Journey mapping is an interesting exercise. It’s typically done when you have an existing service, already delivering to customers and you want to better understand what they are experiencing as their request travels through your organisational system.
Build first, ask later… what could possibly go wrong?!
Enter the need to understand that customer journey, map it, and then hopefully act on what you find out.

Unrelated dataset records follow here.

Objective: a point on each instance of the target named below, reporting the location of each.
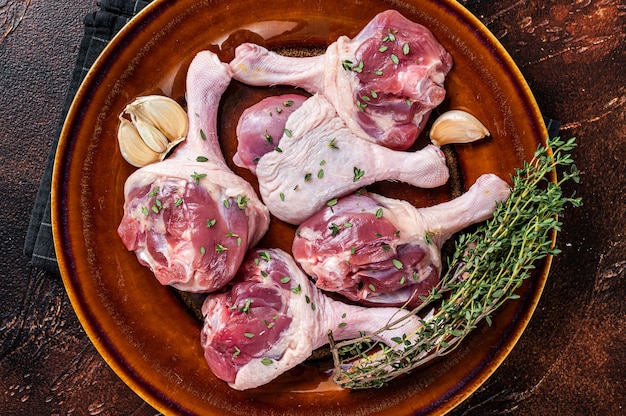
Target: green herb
(246, 307)
(358, 174)
(242, 201)
(197, 176)
(358, 67)
(484, 271)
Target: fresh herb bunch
(484, 271)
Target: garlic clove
(457, 126)
(165, 114)
(132, 146)
(157, 124)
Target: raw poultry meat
(382, 251)
(320, 159)
(189, 218)
(272, 319)
(383, 83)
(261, 127)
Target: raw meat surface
(383, 83)
(261, 127)
(321, 159)
(190, 219)
(381, 251)
(273, 318)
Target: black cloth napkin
(100, 27)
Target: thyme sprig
(486, 268)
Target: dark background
(571, 360)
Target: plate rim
(67, 266)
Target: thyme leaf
(486, 268)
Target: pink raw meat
(273, 318)
(261, 128)
(382, 251)
(383, 83)
(320, 159)
(189, 218)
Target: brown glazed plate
(142, 329)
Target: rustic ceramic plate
(142, 329)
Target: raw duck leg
(319, 159)
(383, 83)
(382, 251)
(189, 218)
(273, 318)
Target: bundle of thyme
(486, 268)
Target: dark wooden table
(571, 360)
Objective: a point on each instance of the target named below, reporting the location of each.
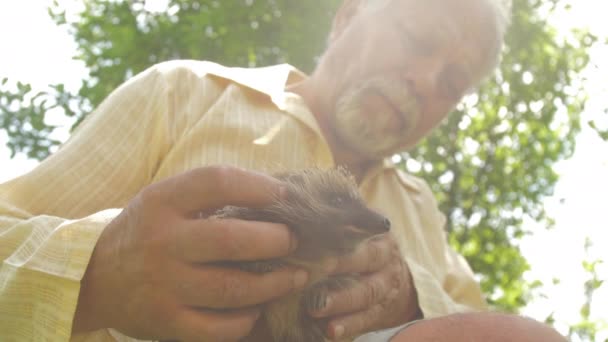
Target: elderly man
(100, 241)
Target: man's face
(395, 72)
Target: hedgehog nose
(387, 224)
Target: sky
(35, 51)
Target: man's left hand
(385, 296)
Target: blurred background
(520, 168)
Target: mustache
(395, 92)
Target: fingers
(218, 186)
(369, 257)
(231, 239)
(233, 288)
(368, 291)
(200, 325)
(355, 324)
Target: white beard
(376, 117)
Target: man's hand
(384, 298)
(154, 275)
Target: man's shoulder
(268, 80)
(407, 180)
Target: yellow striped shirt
(171, 118)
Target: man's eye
(453, 83)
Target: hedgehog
(328, 216)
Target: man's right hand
(153, 274)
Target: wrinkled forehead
(468, 28)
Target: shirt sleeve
(51, 217)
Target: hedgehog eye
(337, 200)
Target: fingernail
(393, 294)
(293, 243)
(330, 265)
(300, 278)
(338, 331)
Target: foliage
(490, 163)
(587, 328)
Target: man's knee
(479, 327)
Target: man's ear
(343, 18)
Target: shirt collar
(271, 81)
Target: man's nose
(424, 83)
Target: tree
(490, 163)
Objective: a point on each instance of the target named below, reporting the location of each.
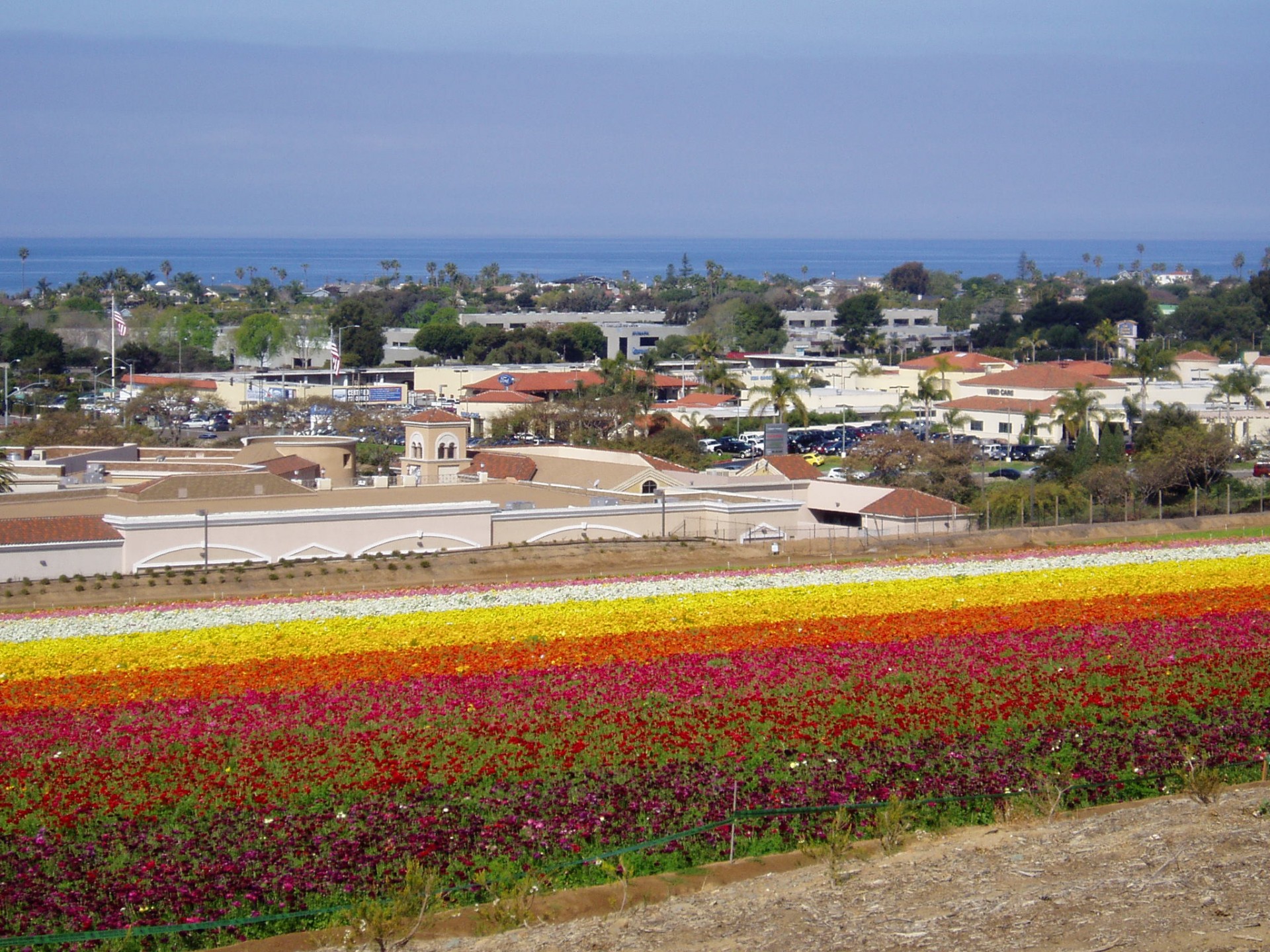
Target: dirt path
(1161, 876)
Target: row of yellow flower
(234, 644)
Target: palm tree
(781, 395)
(1151, 360)
(929, 390)
(1240, 382)
(898, 412)
(1105, 333)
(867, 367)
(1078, 409)
(1032, 340)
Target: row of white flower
(168, 617)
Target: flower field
(206, 761)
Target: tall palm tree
(1151, 360)
(781, 395)
(929, 390)
(897, 413)
(1241, 382)
(867, 367)
(1078, 409)
(1032, 340)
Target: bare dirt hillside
(1162, 876)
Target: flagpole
(114, 381)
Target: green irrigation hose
(736, 816)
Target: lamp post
(339, 348)
(204, 513)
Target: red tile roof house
(79, 545)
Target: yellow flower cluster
(233, 644)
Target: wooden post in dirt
(732, 841)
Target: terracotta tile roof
(1095, 368)
(502, 397)
(286, 465)
(558, 381)
(44, 530)
(793, 467)
(908, 504)
(146, 380)
(986, 404)
(663, 465)
(435, 416)
(502, 466)
(704, 400)
(1042, 376)
(967, 361)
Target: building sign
(367, 395)
(777, 440)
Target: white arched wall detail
(197, 551)
(314, 550)
(762, 532)
(583, 527)
(413, 539)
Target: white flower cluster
(255, 612)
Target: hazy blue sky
(847, 118)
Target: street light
(204, 513)
(5, 365)
(339, 347)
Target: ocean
(63, 259)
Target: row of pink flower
(476, 588)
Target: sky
(726, 118)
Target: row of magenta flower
(169, 810)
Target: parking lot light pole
(204, 513)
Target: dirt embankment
(1161, 876)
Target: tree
(760, 328)
(855, 317)
(261, 335)
(911, 277)
(781, 395)
(1151, 360)
(1105, 333)
(1241, 382)
(1032, 340)
(444, 339)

Therein lies the rub; your system is not perfect, and to move forward you have to accept and own that one, simple fact. All the planning and forecasting, all the reports and metrics, in general cannot tell you about the actual experience.
Can’t stop messin
There’s no way to know if the thing you’ve set out to do is going to be right for your customers ahead of time. Despite all of the command-and-control ‘experts’ out there who would like to tell you otherwise, they actually are not looking at the experience from a customer’s perspective. The uniqueness of every customer, as well as how they are going to consume ‘the thing’ is something you cannot know.
Many organisations try and replicate the experience, and it’s nearly always at low volumes. Some might try and get a service through their controlled environment, while others might actually use their corporate purchasing card in order to sign up ‘as a customer’ and travel through the front lines. Often though, the issue here is that their expectations – as employees – are different than what a customer may want. They are also likely prepared to sit and wait for things to progress through ‘the organisational machine’… and most customers would not.

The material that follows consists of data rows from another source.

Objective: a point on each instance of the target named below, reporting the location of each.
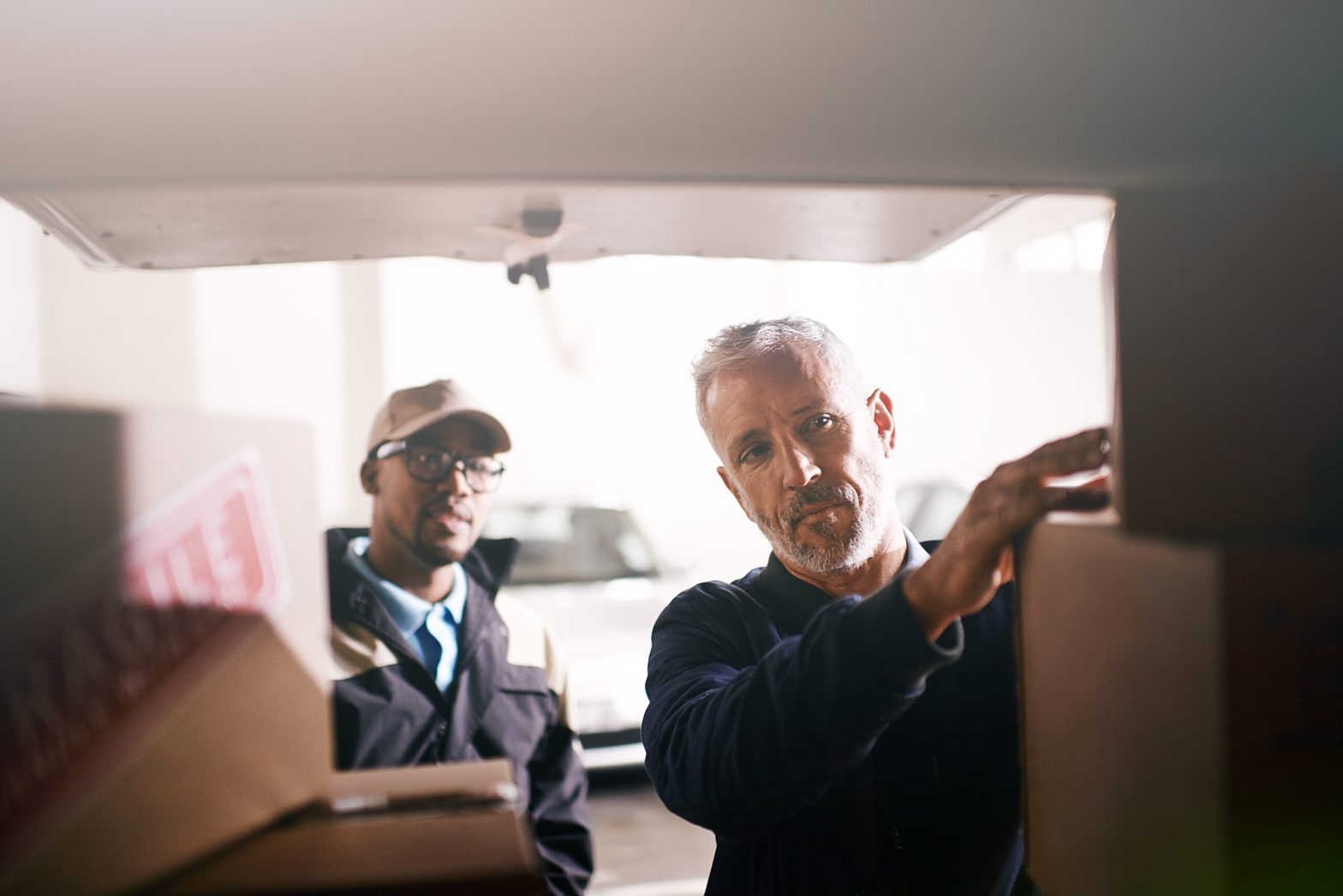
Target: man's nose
(454, 482)
(799, 466)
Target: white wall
(983, 361)
(21, 342)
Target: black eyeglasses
(428, 463)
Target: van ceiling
(118, 117)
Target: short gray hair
(742, 344)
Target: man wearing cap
(432, 662)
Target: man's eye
(754, 453)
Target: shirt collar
(794, 600)
(407, 610)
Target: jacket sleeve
(558, 810)
(737, 742)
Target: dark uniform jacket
(508, 699)
(829, 746)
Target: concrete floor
(641, 848)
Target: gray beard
(842, 547)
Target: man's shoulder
(712, 598)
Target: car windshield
(574, 544)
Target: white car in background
(593, 575)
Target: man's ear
(368, 475)
(884, 418)
(727, 481)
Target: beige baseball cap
(410, 410)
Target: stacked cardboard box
(1182, 660)
(163, 653)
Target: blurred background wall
(988, 347)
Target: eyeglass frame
(403, 446)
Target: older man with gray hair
(844, 719)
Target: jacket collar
(792, 602)
(489, 563)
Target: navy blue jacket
(508, 699)
(829, 746)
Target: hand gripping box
(1182, 712)
(163, 680)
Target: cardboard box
(164, 662)
(1182, 714)
(161, 641)
(442, 829)
(1227, 324)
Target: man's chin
(439, 553)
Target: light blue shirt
(428, 628)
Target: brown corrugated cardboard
(441, 829)
(1182, 712)
(163, 641)
(1227, 314)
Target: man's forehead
(457, 433)
(740, 397)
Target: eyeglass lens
(434, 465)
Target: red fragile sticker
(211, 548)
(121, 625)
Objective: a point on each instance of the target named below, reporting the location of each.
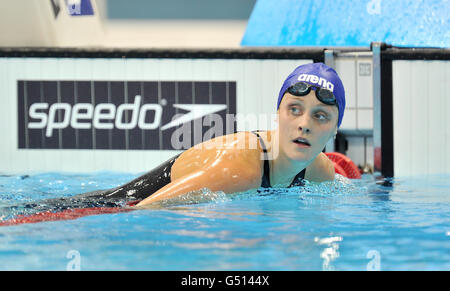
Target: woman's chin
(300, 156)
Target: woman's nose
(304, 124)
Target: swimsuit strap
(265, 183)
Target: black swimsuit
(139, 188)
(147, 184)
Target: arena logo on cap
(316, 80)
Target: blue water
(345, 225)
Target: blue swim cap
(317, 74)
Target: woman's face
(305, 126)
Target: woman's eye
(295, 110)
(321, 116)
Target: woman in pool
(310, 109)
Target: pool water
(400, 224)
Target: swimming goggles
(303, 89)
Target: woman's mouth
(302, 142)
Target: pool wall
(381, 128)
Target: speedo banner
(135, 115)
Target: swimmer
(310, 109)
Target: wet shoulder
(234, 155)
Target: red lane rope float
(68, 214)
(344, 166)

I don’t want to miss a thing
Journey mapping can often have its wings clipped before it even gets off the ground. It can occur when little pockets of the organisation we’re trying to understand won’t let you into their little fiefdom. They would rather be treated like a black box – something goes in, something comes out. Never you mind what happens in between.

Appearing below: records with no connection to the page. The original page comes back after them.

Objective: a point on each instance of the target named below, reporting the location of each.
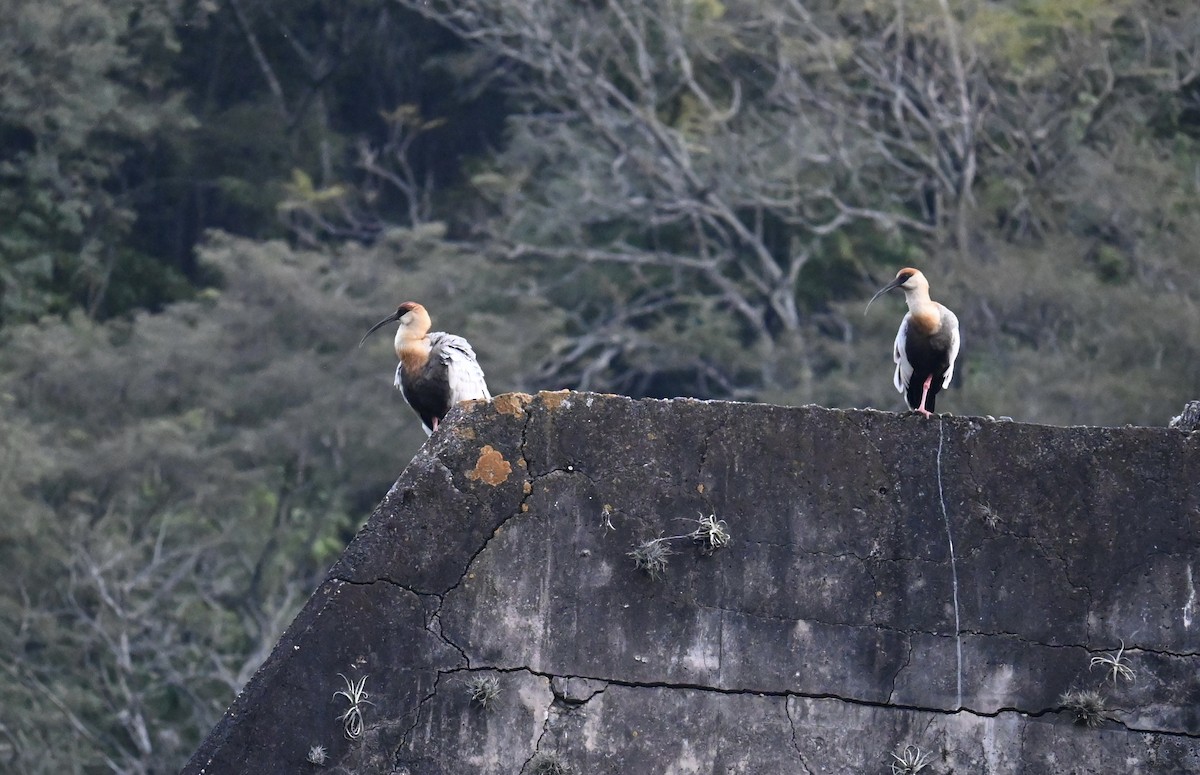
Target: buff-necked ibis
(436, 370)
(927, 343)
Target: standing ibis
(436, 370)
(927, 344)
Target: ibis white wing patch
(951, 319)
(899, 354)
(463, 372)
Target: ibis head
(413, 318)
(909, 280)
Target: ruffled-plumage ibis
(927, 343)
(436, 370)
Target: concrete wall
(889, 581)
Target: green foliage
(175, 485)
(84, 92)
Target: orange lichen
(491, 468)
(511, 403)
(553, 400)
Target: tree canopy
(204, 204)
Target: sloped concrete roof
(889, 581)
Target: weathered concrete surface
(891, 581)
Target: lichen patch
(553, 400)
(491, 468)
(511, 403)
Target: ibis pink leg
(924, 394)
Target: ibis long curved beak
(894, 283)
(390, 318)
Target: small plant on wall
(652, 556)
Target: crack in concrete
(545, 727)
(895, 677)
(791, 721)
(757, 692)
(954, 568)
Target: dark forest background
(205, 203)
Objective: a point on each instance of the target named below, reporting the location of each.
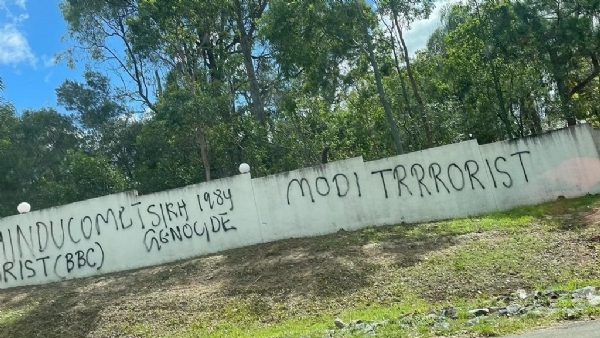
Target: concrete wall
(126, 231)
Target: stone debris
(519, 303)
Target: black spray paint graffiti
(458, 177)
(159, 238)
(32, 241)
(209, 201)
(91, 258)
(323, 187)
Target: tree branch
(587, 80)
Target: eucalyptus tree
(318, 39)
(566, 36)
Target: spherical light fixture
(244, 168)
(24, 207)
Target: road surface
(590, 329)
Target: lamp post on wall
(24, 207)
(244, 168)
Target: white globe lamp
(24, 207)
(244, 168)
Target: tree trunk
(201, 138)
(380, 90)
(401, 78)
(246, 46)
(413, 84)
(561, 86)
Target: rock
(442, 325)
(450, 312)
(584, 292)
(571, 314)
(594, 300)
(522, 294)
(526, 309)
(368, 329)
(432, 316)
(473, 321)
(536, 313)
(339, 323)
(380, 323)
(479, 312)
(513, 309)
(496, 309)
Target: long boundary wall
(126, 231)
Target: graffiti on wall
(25, 249)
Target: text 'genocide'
(23, 247)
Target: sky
(30, 38)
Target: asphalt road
(589, 329)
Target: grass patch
(295, 288)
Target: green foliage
(290, 85)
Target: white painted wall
(85, 239)
(438, 183)
(332, 200)
(41, 246)
(559, 163)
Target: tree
(403, 13)
(330, 33)
(564, 34)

The problem with that is always going to be that they don’t understand their place in the universe – all parts must come together in order to deliver an intact ‘thing’. Pretending that something always comes out perfect is not reality, and also (quite bluntly) ignores the possibility of improvement in that space.
Girl keeps coming apart
Including everyone in the chain is the only way to make the customer journey map truly complete. And it often can be as simple as getting a representative (that does ‘the work’ to make ‘the things’) from each part of the business, and asking them to start drawing – on a nice long piece of butcher’s paper – how the work is supposed to flow through the system.
Very quickly people will come to see that things are not ever-perfect as everyone’s pretended they are for so long. Those joins between business units will talk to each other about what they expect versus what they receive, loops will start to be drawn when it’s discovered that things need to be sent back two steps to fix a mistake that was made.
Jig is up
The Net Promotor Score (NPS) advocates will tell you that they know what the customer experience is like, and they’d be wrong. The biggest problem with NPS is the fact that it doesn’t ask ‘why’ something was the way it was. Working in various organisations, I have seen customers rating a particular experience 10-out-of-10 and still saying they wouldn’t recommend it. Conversely, customers can still rate an experience 0-out-of-10 and still say they would recommend it. Maybe they don’t have a choice in service? Maybe they got a really nice service experience but didn’t end up getting what they really wanted? No one has asked ‘why’.
Often, these gaps can be filled (but not always) with verbatim feedback… however, customer’s feedback is difficult to sort, difficult to categorise, impossible to go back through and read later – generally due to the sheer volume. And if you’re going back to read it after the fact, that customer has already long gone, possibly with a poor experience. And it’s too late.
NPS in itself likely warrants an entire story in itself… I might revisit this in a future entry 🙂
Livin’ on the edge
There’s a far better way to dealing with customer issues, both good and bad, than trying to use a number to see if you’re ‘trending’ upward.
Ask. The. Customer.
In. The. Moment.
…and if the customer says that they aren’t quite satisfied, then fix it. In the moment. With the customer. And make a note of what had to change, and get it changed, because there is a chance that the issue could reoccur. And this should be built into everything you do! If your organisation was reactively-proactive all the time, fixing all of those little issues that arise for customers as they arise, then you’d eventually reach a point where one of two things occur; issues no longer arise, or a completely new set of challenges come up.
Again though, the need for acceptance that your system is not perfect, and might never be, is key in this understanding. Getting trapped in the cycle of “if we plan for as much stuff as we can, nothing will ever go wrong” is not going to help anyone – it’s not realistic.
Be humble, and acknowledge that understanding the journey is the journey. And that journey shouldn’t end, if you’re really dedicated to your customer.